With the localization of Chinese companies bilingual talents are in great need. The enthusiasm of learning Chinese there is unexpectedly high, which amazed me the first time I visited the Confucius Institution at Kyrgyz National University in Bishkek. Students are from all walks of life and of different ages. A seven-year-old boy was eager to greet me, even though he had just learned the simplest Chinese word “Hello.” Besides the Chinese language, there are also various cultural and art subjects, such as the traditional Chinese musical instrument, painting skills, martial arts, dancing.
Students are learning how to play traditional Chinese musical instrument “Guzheng” at the Confucius Institution at Kyrgyz National University in Bishkek on May 17,2018. (Photo: Confucius Institution at Kyrgyz National University in Bishkek)
The institution also provides opportunities to study in China if the candidates pass the necessary exams and interviews.

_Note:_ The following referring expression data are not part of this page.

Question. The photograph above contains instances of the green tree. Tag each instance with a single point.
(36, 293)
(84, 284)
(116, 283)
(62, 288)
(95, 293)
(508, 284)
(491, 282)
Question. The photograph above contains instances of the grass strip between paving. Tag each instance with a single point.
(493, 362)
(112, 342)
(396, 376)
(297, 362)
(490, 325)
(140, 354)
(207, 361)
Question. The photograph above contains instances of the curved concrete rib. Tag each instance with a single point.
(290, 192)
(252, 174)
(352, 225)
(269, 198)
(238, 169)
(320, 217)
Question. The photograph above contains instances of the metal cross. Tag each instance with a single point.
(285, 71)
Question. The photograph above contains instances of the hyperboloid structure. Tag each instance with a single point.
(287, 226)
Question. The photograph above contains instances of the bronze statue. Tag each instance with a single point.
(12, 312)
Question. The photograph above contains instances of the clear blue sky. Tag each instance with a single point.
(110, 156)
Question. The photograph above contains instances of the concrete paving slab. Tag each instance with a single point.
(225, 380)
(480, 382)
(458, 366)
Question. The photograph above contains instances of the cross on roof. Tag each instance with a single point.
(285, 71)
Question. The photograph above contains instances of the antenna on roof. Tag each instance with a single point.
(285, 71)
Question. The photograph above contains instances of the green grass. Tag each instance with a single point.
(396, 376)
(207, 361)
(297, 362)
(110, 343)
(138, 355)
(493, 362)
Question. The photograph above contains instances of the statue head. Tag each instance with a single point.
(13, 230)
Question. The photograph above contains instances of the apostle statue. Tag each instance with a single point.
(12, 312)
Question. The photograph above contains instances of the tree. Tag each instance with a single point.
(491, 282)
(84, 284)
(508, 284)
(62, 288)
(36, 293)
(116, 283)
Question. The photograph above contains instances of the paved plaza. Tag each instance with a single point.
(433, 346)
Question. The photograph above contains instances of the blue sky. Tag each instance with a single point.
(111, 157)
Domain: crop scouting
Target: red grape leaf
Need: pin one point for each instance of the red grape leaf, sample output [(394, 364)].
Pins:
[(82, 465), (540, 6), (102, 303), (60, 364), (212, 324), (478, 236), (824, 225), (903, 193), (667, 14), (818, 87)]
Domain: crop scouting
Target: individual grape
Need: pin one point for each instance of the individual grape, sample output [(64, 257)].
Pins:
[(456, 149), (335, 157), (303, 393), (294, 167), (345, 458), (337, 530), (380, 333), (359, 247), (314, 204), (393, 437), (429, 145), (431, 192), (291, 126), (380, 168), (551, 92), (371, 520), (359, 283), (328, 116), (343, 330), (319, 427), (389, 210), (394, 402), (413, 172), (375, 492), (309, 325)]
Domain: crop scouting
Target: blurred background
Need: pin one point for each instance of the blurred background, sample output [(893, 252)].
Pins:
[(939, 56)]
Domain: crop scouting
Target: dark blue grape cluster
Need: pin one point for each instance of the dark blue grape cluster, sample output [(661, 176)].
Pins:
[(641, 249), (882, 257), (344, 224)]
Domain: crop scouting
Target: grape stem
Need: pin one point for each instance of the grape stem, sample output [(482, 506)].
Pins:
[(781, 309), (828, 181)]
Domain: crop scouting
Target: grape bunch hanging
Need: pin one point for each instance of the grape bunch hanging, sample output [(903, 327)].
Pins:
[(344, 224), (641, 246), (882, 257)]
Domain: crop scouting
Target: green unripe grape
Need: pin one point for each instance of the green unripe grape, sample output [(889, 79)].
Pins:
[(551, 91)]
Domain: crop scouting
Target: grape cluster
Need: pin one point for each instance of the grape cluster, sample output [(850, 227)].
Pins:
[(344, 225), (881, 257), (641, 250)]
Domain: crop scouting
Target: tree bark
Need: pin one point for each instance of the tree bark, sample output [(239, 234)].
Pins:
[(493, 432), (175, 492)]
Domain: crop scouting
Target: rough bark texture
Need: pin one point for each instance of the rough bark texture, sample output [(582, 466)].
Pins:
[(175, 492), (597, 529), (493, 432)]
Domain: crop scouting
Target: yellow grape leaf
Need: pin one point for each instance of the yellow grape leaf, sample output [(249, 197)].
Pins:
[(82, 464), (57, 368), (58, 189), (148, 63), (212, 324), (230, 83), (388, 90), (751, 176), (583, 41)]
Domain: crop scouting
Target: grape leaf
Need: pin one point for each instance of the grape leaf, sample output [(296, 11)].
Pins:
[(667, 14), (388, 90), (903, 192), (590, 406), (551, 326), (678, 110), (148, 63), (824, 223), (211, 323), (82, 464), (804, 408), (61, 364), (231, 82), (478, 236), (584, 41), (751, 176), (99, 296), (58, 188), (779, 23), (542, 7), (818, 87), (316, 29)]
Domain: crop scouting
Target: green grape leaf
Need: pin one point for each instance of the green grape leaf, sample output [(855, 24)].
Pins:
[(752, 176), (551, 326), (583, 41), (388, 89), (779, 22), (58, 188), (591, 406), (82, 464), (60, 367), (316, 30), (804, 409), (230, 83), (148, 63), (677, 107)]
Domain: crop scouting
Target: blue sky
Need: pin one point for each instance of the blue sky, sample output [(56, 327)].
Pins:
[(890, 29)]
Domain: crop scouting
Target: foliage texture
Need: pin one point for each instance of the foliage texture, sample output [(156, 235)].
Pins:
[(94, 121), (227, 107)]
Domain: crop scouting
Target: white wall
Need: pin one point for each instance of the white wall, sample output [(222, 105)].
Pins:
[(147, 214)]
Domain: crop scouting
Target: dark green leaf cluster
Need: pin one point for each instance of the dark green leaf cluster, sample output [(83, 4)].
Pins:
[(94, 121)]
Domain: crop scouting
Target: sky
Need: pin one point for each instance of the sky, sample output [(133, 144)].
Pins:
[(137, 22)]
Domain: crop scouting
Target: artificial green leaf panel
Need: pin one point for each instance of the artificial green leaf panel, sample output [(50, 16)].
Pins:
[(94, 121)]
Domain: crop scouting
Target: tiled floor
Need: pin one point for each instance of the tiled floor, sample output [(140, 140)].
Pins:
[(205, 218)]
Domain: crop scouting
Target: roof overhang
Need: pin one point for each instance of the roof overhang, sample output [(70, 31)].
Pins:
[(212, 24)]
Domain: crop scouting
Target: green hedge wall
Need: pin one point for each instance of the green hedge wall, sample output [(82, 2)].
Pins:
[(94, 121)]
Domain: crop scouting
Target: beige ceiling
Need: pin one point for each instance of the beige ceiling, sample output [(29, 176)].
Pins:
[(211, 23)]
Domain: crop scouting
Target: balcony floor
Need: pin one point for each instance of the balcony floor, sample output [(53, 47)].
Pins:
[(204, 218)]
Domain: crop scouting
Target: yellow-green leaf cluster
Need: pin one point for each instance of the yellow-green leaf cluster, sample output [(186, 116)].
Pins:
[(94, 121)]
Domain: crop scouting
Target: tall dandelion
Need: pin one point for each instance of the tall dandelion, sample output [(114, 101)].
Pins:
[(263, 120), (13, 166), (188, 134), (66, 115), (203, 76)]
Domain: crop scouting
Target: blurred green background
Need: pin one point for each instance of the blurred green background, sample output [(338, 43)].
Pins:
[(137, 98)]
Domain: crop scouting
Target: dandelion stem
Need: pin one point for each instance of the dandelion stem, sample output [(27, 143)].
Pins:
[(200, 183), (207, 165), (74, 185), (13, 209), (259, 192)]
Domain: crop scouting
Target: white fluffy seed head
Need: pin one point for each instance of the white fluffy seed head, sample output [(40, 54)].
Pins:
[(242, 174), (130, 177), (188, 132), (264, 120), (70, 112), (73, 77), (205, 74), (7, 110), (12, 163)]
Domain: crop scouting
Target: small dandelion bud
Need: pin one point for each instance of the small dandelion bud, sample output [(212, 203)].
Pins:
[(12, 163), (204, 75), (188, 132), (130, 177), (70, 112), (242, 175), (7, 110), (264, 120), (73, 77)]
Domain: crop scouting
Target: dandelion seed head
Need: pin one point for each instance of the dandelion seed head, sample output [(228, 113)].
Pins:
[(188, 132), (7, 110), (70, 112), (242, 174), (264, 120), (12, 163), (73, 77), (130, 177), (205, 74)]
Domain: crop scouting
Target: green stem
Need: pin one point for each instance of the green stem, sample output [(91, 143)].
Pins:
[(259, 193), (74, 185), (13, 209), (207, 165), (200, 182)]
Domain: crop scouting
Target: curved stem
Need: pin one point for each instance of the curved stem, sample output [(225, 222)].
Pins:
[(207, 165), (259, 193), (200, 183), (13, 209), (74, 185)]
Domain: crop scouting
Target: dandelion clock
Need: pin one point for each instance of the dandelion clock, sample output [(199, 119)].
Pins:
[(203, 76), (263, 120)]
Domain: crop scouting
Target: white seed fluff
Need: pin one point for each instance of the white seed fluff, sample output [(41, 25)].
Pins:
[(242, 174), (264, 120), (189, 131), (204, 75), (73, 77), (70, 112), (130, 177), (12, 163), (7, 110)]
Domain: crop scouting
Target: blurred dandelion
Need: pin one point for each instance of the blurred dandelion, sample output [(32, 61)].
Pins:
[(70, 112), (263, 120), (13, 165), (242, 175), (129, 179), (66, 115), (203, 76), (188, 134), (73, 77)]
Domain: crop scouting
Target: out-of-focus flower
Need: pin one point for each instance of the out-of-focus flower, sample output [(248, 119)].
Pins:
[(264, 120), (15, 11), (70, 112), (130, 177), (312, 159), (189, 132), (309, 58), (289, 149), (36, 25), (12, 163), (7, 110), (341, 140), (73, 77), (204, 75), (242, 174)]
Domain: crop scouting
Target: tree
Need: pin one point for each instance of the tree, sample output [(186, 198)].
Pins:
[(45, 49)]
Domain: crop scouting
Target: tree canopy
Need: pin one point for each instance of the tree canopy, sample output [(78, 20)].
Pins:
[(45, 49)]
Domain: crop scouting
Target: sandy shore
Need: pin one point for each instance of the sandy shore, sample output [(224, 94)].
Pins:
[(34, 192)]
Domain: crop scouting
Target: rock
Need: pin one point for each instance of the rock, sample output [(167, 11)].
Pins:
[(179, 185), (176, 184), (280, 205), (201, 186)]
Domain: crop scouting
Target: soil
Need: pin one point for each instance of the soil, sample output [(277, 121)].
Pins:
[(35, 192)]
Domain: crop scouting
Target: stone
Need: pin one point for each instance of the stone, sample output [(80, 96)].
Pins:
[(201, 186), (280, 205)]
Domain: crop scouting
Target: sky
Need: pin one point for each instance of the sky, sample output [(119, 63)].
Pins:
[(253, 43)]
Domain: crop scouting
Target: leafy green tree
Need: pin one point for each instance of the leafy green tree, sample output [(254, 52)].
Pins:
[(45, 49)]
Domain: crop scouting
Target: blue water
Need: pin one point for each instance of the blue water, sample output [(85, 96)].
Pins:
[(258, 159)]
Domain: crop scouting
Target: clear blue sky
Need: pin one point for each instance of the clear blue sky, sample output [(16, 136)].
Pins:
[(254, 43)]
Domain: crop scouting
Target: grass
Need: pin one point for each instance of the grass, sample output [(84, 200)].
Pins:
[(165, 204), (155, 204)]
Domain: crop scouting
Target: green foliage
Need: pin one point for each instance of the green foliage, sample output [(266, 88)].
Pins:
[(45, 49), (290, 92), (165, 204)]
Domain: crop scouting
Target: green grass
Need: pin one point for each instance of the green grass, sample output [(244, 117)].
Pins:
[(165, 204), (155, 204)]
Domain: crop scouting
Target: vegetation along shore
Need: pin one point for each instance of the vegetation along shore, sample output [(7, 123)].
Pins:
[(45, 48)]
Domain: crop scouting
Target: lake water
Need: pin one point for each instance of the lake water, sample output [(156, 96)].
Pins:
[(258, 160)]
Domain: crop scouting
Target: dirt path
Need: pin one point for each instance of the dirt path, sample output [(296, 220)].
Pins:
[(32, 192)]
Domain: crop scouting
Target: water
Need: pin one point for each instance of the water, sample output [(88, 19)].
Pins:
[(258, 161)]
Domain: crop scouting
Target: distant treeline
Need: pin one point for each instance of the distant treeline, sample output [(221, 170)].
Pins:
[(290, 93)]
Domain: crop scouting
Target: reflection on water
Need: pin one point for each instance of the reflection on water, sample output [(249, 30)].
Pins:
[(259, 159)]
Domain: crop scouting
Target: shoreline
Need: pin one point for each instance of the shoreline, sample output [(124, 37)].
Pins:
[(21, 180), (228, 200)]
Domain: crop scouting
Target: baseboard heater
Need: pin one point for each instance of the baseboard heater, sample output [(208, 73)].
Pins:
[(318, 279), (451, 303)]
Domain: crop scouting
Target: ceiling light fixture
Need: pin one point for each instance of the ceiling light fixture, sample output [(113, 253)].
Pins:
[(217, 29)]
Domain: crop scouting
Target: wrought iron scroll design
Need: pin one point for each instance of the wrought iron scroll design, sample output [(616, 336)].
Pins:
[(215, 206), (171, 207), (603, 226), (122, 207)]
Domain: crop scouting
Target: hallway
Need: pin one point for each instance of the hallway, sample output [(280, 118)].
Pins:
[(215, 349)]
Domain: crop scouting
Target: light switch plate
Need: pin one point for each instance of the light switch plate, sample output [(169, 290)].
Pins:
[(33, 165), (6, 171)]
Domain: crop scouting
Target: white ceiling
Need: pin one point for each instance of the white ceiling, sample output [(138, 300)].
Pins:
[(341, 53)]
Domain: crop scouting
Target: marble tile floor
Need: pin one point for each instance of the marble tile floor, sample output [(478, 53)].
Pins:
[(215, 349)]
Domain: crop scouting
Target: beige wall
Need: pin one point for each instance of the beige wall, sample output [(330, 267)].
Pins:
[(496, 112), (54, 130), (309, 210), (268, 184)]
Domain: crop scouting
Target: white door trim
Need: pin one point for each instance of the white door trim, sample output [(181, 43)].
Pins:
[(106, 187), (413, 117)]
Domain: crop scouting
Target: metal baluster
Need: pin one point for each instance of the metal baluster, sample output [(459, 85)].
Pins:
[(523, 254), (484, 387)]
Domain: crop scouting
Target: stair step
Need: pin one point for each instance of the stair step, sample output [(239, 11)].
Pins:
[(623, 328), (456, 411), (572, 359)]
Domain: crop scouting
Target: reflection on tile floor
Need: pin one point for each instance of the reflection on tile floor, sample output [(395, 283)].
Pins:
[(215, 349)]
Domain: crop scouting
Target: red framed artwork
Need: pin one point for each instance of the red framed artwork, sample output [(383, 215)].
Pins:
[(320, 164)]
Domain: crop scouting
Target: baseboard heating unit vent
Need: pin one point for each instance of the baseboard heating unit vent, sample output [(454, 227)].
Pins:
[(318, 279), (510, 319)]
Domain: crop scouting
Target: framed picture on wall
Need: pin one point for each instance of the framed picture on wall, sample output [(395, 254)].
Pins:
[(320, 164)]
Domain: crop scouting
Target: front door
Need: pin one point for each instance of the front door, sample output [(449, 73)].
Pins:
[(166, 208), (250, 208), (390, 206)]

I asked them why they wanted to learn Chinese. Some are for a better job with higher pay. Still, many of them are hoping to become diplomats and make efforts to strengthen mutual understanding between the two nations.
In their eyes, China somehow reminds them of hope.
The past five years have witnessed a rapid development of China-Kyrgyzstan ties. Now by lifting bilateral relations to a comprehensive strategic partnership, China and Kyrgyzstan will usher in a new era of development.